What’s especially brilliant about this service is that it lets you watch programmes from your home country while abroad that would not be available to you via normal streaming websites due to local rights issues.
TV Anywhere is able to get around these issues because you’re only an individual accessing your personal content stream direct from your personal TV.
The other major new feature of Panasonic’s 2014 Smart offering is the Info Bar. The idea behind this one is for the TV to present you as soon as you walk into the room with some key bits of ‘life’ information. It uses a motion sensor to detect your presence, and then automatically turns the TV out of standby to present you with a screen containing various tidbits of information.
This information includes local weather information, current time and highlights from your MyStream feed. If you’re using the feature on one of Panasonic’s TVs with a built-in camera, like the recently reviewed 50AX802, the TV can tell who you are and present you with your own personalised ‘Info’.
To be honest the Info Bar isn’t a feature we got much out of – other than feeling a bit irritated at the noise it emits when it automatically turns the TV on. There is a certain sci-fi charm to it though, as long as you don’t feel uncomfortable with the idea that your TV is always watching…
If this does make you feel uncomfortable, or you don’t like the idea of your TV consuming a fraction more standby power to drive the feature, don’t worry – you can turn the feature off.
The impressive raft of new features in Panasonic’s latest smart system are piled on top of the My Home Screen system that impressed us so much last year.
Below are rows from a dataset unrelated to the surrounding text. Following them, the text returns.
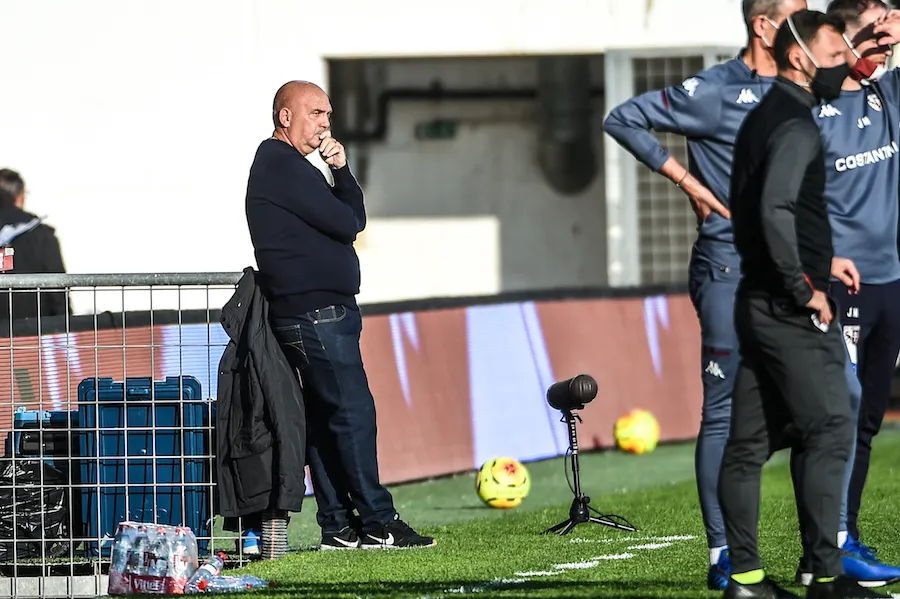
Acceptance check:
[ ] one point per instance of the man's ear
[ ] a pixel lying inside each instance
(284, 117)
(758, 26)
(797, 58)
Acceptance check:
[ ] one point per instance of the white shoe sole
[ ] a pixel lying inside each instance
(806, 580)
(325, 547)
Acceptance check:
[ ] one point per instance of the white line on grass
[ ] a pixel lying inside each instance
(649, 546)
(628, 539)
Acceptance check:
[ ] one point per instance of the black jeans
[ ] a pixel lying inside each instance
(791, 388)
(323, 346)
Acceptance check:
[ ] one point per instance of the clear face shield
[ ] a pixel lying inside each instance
(866, 71)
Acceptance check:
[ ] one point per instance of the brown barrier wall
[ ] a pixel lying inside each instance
(430, 432)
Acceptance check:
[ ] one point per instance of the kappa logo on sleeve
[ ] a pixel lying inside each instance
(747, 97)
(690, 85)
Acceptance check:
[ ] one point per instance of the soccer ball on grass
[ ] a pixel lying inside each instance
(637, 432)
(503, 483)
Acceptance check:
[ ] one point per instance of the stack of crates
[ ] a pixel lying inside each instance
(136, 442)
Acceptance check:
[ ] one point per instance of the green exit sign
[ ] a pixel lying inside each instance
(436, 129)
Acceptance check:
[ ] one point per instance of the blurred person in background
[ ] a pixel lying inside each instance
(708, 109)
(36, 251)
(859, 136)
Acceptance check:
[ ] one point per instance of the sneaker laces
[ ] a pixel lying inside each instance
(866, 551)
(400, 526)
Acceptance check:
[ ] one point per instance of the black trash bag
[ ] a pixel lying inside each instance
(34, 506)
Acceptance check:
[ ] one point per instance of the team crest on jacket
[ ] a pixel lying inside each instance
(874, 101)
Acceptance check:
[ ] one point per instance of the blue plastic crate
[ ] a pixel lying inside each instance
(34, 435)
(117, 446)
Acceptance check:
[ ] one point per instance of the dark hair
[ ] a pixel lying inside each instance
(808, 24)
(755, 8)
(849, 11)
(11, 186)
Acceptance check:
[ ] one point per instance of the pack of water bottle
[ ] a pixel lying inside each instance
(153, 559)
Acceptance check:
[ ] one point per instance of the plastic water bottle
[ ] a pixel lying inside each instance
(159, 554)
(233, 584)
(181, 560)
(137, 560)
(122, 546)
(206, 572)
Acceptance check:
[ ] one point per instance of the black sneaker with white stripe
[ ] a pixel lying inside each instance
(395, 534)
(343, 539)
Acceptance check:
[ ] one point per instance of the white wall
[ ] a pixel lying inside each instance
(475, 215)
(134, 123)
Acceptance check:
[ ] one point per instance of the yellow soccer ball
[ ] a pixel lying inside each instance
(637, 432)
(503, 483)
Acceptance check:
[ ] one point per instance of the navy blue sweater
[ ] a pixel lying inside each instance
(303, 231)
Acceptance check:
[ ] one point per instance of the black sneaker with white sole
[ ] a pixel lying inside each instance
(394, 534)
(345, 538)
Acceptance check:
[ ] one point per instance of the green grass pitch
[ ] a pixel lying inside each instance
(485, 553)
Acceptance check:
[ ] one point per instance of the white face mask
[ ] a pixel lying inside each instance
(865, 70)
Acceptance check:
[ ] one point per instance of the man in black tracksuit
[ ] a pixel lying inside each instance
(791, 374)
(303, 231)
(36, 251)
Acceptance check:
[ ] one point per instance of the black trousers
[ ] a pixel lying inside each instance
(790, 389)
(871, 325)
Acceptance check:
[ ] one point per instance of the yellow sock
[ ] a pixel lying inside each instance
(751, 577)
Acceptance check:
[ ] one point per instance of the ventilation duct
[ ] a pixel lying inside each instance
(565, 143)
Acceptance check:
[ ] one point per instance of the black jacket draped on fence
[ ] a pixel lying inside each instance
(260, 419)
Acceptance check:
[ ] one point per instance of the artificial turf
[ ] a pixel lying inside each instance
(488, 553)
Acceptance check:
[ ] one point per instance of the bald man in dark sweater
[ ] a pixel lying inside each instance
(303, 231)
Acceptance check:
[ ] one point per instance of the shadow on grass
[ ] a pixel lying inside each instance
(505, 589)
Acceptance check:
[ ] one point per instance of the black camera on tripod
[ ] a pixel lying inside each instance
(566, 396)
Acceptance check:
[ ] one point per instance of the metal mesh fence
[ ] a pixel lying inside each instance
(107, 413)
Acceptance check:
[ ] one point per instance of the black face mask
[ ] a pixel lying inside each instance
(826, 85)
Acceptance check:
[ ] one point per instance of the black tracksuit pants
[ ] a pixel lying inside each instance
(790, 388)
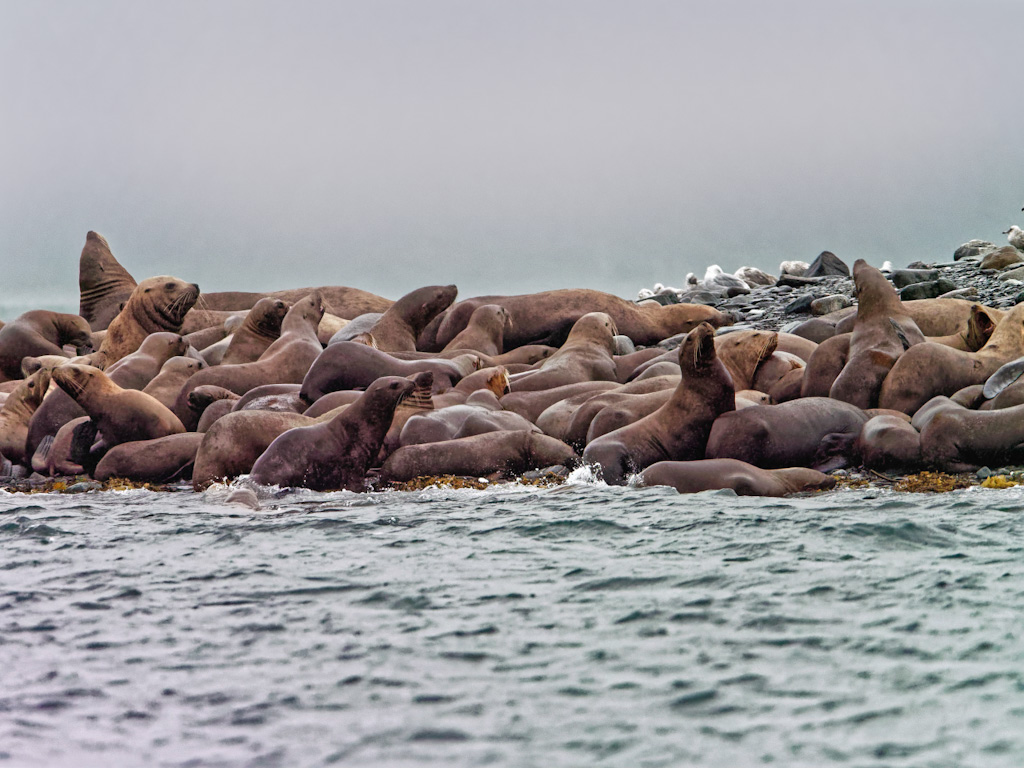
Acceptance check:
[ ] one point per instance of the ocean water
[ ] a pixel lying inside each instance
(579, 625)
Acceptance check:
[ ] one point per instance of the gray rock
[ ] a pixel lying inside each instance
(827, 264)
(930, 290)
(829, 304)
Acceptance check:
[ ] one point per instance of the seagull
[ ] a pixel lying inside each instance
(1016, 237)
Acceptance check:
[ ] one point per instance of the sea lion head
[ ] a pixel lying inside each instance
(164, 301)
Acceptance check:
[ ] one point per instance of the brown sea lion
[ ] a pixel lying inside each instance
(285, 361)
(586, 355)
(882, 332)
(934, 369)
(678, 430)
(508, 454)
(547, 316)
(484, 333)
(403, 322)
(120, 415)
(103, 285)
(156, 304)
(811, 432)
(745, 479)
(336, 454)
(159, 460)
(16, 413)
(40, 332)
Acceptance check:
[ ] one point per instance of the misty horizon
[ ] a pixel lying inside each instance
(505, 148)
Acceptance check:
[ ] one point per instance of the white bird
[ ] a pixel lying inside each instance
(1016, 237)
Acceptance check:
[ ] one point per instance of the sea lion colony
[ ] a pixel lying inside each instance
(334, 387)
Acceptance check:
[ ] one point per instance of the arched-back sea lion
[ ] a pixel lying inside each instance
(16, 413)
(156, 304)
(40, 332)
(745, 479)
(678, 430)
(334, 455)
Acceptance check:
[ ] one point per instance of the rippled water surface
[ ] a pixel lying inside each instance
(564, 627)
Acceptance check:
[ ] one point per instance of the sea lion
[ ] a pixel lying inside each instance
(156, 304)
(811, 432)
(678, 430)
(285, 361)
(16, 413)
(103, 285)
(484, 333)
(745, 479)
(586, 355)
(120, 415)
(158, 460)
(933, 369)
(40, 332)
(403, 322)
(509, 454)
(545, 317)
(336, 454)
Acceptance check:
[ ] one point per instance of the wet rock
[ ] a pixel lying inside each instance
(827, 264)
(829, 304)
(1001, 258)
(930, 290)
(973, 249)
(904, 278)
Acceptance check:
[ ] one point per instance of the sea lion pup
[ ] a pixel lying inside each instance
(812, 432)
(16, 413)
(173, 375)
(678, 430)
(545, 317)
(402, 322)
(888, 441)
(934, 369)
(349, 365)
(120, 415)
(40, 332)
(103, 285)
(484, 333)
(336, 454)
(882, 332)
(745, 479)
(586, 355)
(509, 454)
(957, 439)
(156, 304)
(285, 361)
(159, 460)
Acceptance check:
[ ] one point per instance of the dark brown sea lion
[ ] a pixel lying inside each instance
(156, 304)
(484, 333)
(16, 414)
(285, 361)
(889, 442)
(336, 454)
(678, 430)
(547, 316)
(403, 322)
(586, 355)
(933, 369)
(120, 415)
(103, 285)
(160, 460)
(882, 332)
(509, 454)
(348, 365)
(745, 479)
(812, 432)
(40, 332)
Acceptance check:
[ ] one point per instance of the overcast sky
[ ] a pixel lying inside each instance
(504, 146)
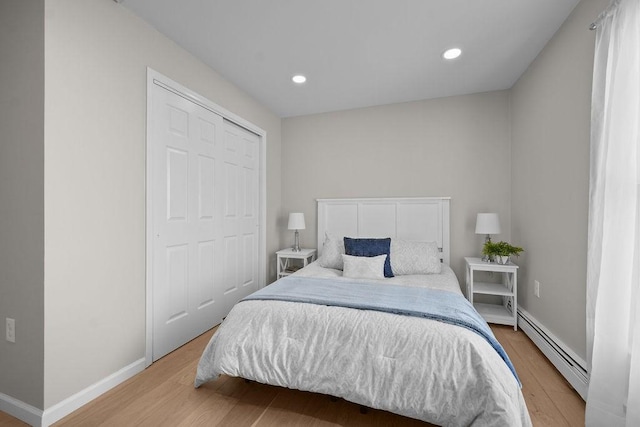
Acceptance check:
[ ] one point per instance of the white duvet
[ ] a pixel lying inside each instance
(420, 368)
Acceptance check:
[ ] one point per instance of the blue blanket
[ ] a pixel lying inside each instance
(443, 306)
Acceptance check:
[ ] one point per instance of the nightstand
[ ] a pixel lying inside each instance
(505, 313)
(284, 256)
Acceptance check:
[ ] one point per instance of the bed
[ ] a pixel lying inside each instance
(408, 344)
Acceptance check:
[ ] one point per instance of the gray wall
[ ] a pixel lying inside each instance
(97, 54)
(22, 197)
(550, 109)
(457, 146)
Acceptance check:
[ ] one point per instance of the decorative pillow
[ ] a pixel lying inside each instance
(332, 250)
(361, 267)
(369, 248)
(415, 257)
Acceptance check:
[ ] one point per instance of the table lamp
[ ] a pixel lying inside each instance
(487, 224)
(296, 222)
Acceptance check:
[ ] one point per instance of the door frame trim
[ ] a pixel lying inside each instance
(154, 79)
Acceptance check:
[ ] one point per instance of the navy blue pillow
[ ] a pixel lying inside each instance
(370, 247)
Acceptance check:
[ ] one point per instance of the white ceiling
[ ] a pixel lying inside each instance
(358, 53)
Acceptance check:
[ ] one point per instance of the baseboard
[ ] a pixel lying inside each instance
(22, 411)
(67, 406)
(570, 365)
(38, 418)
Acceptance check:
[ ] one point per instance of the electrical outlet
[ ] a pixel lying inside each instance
(11, 330)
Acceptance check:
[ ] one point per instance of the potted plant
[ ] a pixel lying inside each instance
(500, 251)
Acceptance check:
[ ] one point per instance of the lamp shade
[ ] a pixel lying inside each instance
(296, 221)
(487, 223)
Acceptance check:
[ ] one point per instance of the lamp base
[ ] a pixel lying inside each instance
(296, 245)
(487, 258)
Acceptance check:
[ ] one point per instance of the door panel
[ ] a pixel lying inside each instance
(186, 292)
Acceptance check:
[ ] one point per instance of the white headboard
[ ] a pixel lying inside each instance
(421, 219)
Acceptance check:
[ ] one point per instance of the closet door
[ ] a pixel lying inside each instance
(188, 255)
(240, 213)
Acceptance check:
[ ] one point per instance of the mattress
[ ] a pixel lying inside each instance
(421, 368)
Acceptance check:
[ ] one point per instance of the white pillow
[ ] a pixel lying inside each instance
(362, 267)
(332, 251)
(415, 257)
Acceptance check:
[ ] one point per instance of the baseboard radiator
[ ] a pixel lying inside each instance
(570, 365)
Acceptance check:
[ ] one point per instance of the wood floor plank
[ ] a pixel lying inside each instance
(164, 395)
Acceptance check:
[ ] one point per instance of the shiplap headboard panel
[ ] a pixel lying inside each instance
(421, 219)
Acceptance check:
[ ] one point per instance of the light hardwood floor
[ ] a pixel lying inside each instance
(163, 395)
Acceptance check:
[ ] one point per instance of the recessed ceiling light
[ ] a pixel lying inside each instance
(299, 78)
(452, 53)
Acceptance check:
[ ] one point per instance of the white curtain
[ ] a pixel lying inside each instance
(613, 275)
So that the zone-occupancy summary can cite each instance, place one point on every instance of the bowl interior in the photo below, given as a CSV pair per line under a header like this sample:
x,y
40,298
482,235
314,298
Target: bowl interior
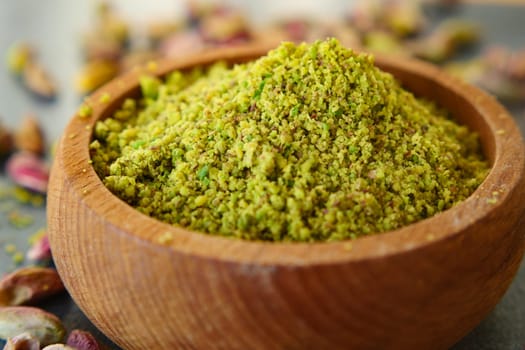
x,y
500,139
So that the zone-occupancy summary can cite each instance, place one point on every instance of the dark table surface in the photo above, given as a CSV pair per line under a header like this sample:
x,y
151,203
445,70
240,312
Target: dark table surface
x,y
55,27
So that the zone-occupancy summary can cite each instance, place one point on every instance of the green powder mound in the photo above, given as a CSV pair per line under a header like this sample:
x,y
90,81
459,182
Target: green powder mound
x,y
309,143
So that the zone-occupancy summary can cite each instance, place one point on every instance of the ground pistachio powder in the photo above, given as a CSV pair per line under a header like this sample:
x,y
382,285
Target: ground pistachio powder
x,y
311,142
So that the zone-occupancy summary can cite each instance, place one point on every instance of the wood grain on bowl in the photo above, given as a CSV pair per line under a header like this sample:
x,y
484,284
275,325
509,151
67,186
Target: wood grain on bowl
x,y
148,285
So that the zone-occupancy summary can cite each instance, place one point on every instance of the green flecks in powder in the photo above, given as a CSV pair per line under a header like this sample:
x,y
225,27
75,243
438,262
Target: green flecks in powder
x,y
85,111
309,143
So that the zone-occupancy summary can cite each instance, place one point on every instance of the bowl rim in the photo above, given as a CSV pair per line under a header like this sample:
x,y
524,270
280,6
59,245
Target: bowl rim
x,y
505,150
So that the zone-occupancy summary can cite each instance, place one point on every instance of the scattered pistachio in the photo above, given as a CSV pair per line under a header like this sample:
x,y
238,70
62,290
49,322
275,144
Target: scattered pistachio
x,y
157,31
24,341
6,141
29,136
29,171
445,40
227,27
95,74
28,285
82,340
404,18
181,44
137,58
59,347
42,325
384,42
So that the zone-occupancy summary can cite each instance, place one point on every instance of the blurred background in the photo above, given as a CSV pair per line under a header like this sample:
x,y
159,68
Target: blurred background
x,y
56,52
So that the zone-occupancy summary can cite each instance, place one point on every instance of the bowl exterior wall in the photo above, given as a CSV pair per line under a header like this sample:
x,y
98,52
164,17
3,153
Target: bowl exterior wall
x,y
422,287
146,296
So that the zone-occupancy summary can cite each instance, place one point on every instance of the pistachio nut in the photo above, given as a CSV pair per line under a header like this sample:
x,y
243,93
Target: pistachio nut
x,y
29,136
29,171
58,347
28,285
6,141
82,340
41,325
94,74
24,341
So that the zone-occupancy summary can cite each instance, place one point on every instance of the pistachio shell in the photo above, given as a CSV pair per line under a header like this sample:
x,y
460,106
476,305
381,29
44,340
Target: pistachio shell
x,y
43,326
29,136
6,141
22,341
82,340
29,171
28,285
58,347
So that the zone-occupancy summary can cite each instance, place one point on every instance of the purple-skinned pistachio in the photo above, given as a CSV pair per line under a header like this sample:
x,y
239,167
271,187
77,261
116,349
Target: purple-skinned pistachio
x,y
29,136
29,171
41,325
24,341
82,340
59,347
29,285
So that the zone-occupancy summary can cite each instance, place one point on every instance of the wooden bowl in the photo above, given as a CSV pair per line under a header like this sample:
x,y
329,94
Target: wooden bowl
x,y
150,285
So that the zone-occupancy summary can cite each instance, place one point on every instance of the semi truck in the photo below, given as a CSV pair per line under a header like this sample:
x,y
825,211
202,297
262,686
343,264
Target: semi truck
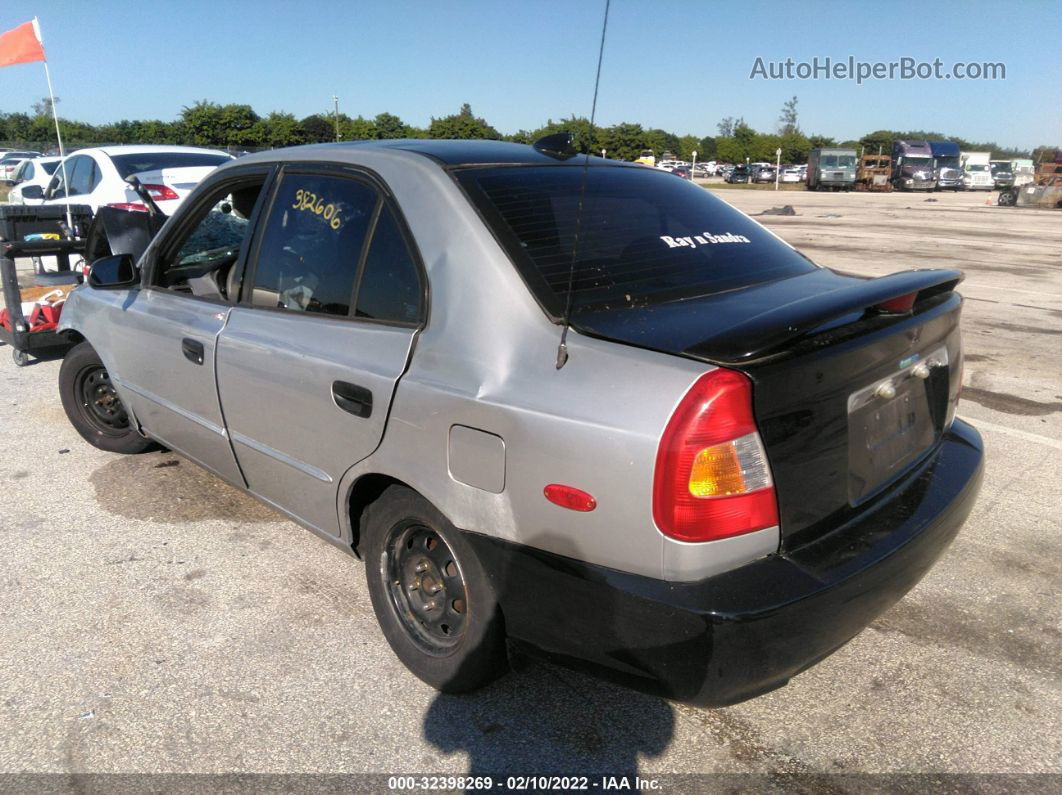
x,y
832,169
977,171
946,168
912,166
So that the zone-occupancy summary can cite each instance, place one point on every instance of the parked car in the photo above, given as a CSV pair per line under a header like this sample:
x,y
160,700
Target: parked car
x,y
10,162
738,174
98,175
645,435
764,174
38,172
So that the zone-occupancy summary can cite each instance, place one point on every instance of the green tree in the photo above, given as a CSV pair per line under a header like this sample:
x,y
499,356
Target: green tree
x,y
707,149
624,141
585,139
787,121
462,124
356,130
280,130
318,128
389,125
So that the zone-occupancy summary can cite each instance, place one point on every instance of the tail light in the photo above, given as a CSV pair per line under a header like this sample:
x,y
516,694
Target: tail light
x,y
713,480
160,192
129,206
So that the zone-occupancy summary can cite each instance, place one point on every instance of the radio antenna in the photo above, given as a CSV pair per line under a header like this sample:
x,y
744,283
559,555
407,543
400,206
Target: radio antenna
x,y
562,350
There doesn’t seem any point going into this in depth again here given that we’ve already done a separate feature on it.
But we should point out that it remains, a year on from launch, the most comprehensive and successful attempt yet to personalise the smart TV process. The ability to build multiple bespoke ‘home screens’ containing links to just the content you personally find the most interesting works extremely well, and is an approach we expect other brands will eventually follow in one form or another.